Massive Attack pull out of gig in Georgia in solidarity with protesters

Massive Attack pull out of gig in Georgia in solidarity with protesters

British band Massive Attack have pulled out of a concert in Georgia’s capital, Tbilisi, in protest against the government’s “attack on basic human rights”.

The decision to cancel the performance at the Black Sea Arena was first announced by organisers, who claimed that it had been made due to “unforeseen circumstances”.

In a statement issued a few hours later on Wednesday, the trip-hop band clarified that they feared appearing in Georgia would be seen as an endorsement of the country’s political leadership.

Hundreds of thousands of people have massed outside Georgia’s parliament in recent months to protest against a “foreign agents” law. It obliges media and civil society organisations with over 20% of their revenues from abroad to register as “organisations serving the interests of a foreign power”.

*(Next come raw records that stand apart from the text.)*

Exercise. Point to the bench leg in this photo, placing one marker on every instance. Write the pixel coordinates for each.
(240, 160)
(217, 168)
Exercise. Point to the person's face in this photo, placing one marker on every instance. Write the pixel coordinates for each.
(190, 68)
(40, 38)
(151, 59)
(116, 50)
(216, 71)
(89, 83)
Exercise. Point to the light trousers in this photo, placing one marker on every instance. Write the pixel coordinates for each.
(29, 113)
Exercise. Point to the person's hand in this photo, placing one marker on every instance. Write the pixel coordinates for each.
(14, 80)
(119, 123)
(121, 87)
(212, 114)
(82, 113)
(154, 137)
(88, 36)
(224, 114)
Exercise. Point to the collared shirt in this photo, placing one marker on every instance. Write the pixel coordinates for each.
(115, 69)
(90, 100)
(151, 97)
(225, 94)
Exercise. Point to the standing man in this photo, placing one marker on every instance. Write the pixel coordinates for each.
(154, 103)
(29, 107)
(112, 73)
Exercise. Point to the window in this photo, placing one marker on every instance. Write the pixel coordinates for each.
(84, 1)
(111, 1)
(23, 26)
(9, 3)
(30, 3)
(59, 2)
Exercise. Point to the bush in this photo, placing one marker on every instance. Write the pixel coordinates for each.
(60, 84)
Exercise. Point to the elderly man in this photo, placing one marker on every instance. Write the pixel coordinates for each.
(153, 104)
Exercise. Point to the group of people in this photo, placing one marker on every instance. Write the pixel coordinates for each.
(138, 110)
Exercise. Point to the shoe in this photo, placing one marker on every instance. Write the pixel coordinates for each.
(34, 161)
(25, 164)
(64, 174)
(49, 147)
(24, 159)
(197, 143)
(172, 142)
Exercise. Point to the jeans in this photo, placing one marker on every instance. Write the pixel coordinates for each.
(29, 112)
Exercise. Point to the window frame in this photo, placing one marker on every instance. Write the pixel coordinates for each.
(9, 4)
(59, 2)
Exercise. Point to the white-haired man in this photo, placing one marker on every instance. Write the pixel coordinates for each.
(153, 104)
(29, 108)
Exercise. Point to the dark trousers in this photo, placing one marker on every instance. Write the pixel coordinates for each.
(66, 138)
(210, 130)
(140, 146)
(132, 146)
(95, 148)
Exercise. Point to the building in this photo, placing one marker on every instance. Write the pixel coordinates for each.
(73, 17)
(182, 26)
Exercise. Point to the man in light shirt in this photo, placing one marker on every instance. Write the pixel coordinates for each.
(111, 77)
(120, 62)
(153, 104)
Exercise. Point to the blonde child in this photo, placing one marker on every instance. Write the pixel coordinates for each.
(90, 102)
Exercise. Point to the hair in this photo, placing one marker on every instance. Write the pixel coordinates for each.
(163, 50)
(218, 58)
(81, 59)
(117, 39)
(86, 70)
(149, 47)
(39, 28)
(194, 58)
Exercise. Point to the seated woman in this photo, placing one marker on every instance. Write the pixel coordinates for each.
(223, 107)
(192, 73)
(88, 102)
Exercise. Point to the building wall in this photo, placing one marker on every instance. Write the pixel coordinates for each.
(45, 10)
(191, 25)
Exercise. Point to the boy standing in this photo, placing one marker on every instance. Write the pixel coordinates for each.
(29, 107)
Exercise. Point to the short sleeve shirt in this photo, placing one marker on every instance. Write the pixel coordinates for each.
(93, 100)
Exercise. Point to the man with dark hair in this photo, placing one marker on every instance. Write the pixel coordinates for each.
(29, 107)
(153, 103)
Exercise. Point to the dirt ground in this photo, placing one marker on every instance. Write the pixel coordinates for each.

The legislation has been described by Brussels as an obstacle to Georgia’s accession to the European Union. The US state department has also raised its concerns that the “Kremlin-inspired law” is evidence that the country’s government is realigning with Moscow three decades after the collapse of the Soviet Union.

Those protesting against the law have been seized off the streets and political opponents have been beaten by both police officers and unidentified gangs.

Critics at home and abroad have been further alarmed this month by a draft law that would prevent same-sex marriages from being registered and ensure that only “heterosexuals” could adopt children.

At the same time, references to LGBTQ+ people would be erased from public spaces under the draft legislation, and schools would be banned from making available information that supposedly “promotes belonging to the opposite sex, same-sex relations or incest”.

In their statement, Massive Attack said that they could not continue with the concert due to take place on 28 July.

They wrote: “At this moment, performing at the state-owned Black Sea Arena could be seen as an endorsement of their violent crackdown against peaceful protests and civil society.

“Beatings, arrests, threats and violence against peaceful protesters, activists and opponents, along with laws smearing civil society and denying LGBTI rights, go against everything we stand for.”

The Bristol band added that they stood in “solidarity with peaceful protesters in Georgia defying state violence and feel that it is their voices that need to be heard and their struggle that needs to be under the international spotlight”.

Organisers of the event said ticket holders would be refunded.